We recently were asked a question regarding a motion for default judgment in Miami, Florida courts. This individual wanted to know what she could do if they have sued someone, but the other person refused to file an answer to the complaint.
Under the Florida Rule of Civil Procedure 1.500, a party seeking to recover upon a claim, counterclaim, crossclaim, or third-party claim or to obtain a declaratory judgment may move for a summary judgment in that party‘s favor upon all or any part thereof with or without supporting affidavits at any time after the expiration of 20 days from the commencement of the action or after service of a motion for summary judgment by the adverse party.

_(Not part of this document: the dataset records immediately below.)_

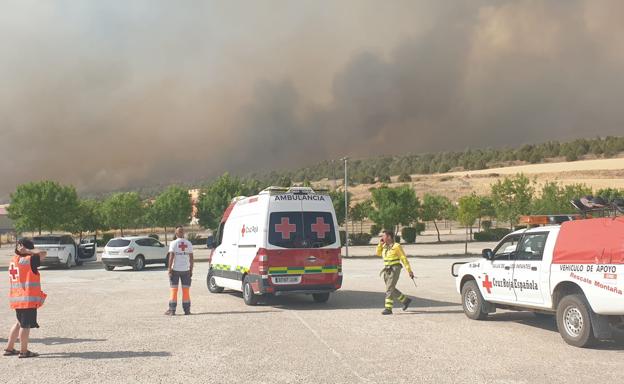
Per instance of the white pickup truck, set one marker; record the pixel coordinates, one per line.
(575, 271)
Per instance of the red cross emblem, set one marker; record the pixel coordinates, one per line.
(13, 272)
(487, 284)
(320, 228)
(285, 228)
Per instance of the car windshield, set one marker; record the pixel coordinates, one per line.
(42, 240)
(301, 229)
(117, 243)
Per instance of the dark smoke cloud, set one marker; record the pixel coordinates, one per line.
(122, 94)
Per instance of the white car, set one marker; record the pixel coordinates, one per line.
(62, 250)
(136, 252)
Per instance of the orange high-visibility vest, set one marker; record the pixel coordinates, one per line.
(25, 290)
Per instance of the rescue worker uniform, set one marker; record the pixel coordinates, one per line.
(25, 295)
(393, 256)
(180, 273)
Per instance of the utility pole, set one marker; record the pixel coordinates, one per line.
(345, 159)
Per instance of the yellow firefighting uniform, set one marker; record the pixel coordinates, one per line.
(393, 256)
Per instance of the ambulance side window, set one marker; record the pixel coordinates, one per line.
(220, 234)
(507, 248)
(532, 246)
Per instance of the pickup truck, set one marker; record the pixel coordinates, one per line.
(574, 271)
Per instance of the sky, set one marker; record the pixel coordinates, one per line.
(110, 95)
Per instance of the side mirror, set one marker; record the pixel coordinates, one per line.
(487, 254)
(210, 243)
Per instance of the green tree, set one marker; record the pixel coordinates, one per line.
(394, 206)
(468, 212)
(44, 205)
(122, 210)
(217, 196)
(172, 207)
(433, 209)
(512, 197)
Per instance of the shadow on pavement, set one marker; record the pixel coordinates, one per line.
(346, 299)
(550, 324)
(103, 355)
(234, 312)
(63, 340)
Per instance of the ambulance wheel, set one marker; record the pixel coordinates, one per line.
(574, 322)
(249, 296)
(139, 263)
(67, 264)
(212, 284)
(472, 301)
(321, 297)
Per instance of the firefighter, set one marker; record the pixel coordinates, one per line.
(25, 295)
(393, 255)
(180, 270)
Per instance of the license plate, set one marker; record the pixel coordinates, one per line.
(284, 280)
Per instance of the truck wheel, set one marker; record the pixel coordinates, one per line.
(574, 322)
(472, 301)
(139, 263)
(248, 295)
(320, 297)
(212, 284)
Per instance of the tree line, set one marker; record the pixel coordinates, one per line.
(49, 206)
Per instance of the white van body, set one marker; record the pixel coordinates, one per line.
(278, 242)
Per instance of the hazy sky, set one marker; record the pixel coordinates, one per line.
(114, 94)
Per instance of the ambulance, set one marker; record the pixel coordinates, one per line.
(574, 271)
(279, 242)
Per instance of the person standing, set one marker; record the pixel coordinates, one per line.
(25, 295)
(180, 270)
(393, 255)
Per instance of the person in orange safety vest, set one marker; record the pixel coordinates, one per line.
(25, 295)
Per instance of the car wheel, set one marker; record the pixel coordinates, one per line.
(212, 284)
(320, 297)
(249, 296)
(472, 301)
(574, 322)
(139, 263)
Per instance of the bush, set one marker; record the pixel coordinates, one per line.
(420, 228)
(359, 238)
(486, 225)
(494, 234)
(405, 178)
(375, 229)
(409, 234)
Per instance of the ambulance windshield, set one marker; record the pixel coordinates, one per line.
(301, 229)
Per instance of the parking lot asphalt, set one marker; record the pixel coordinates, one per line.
(109, 327)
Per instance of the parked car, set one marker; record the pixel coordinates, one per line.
(63, 250)
(136, 252)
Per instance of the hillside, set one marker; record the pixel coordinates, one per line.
(597, 173)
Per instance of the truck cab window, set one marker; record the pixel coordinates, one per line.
(507, 248)
(532, 246)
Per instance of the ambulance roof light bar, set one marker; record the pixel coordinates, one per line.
(547, 219)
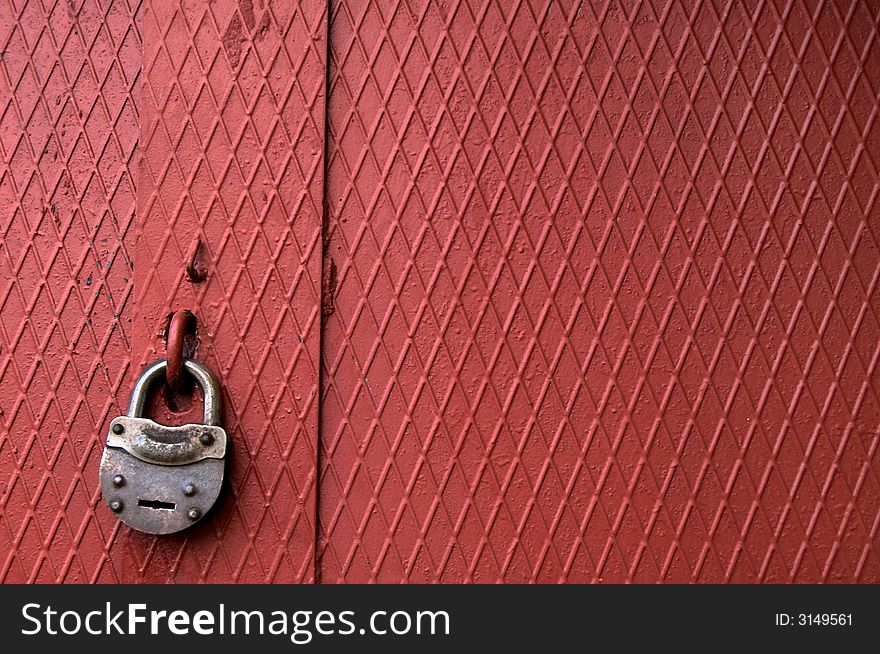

How to Motion for Default Judgment
So, under this rule, the individual who called (the petitioner) can file a “Motion for Default Judgment” with the Court Clerk after a period of twenty days from the date of filing. The Motion for Default would contain a heading entitled “Plaintiff’s Motion for Clerk to Enter Default” and would detail that the she filed suit against the defending party, that they failed to respond to the complaint, that it has been over twenty days since the complaint was filed. She would then make sure that the motion for default was served on the opposing party and filed with the Miami-Dade Clerk of Courts. She would also ask the Court to set a hearing date so that the Court can hear her motion for default in order to make the determination as to whether it should be granted. She can have the Clerk of Courts help her out with the setting of the date.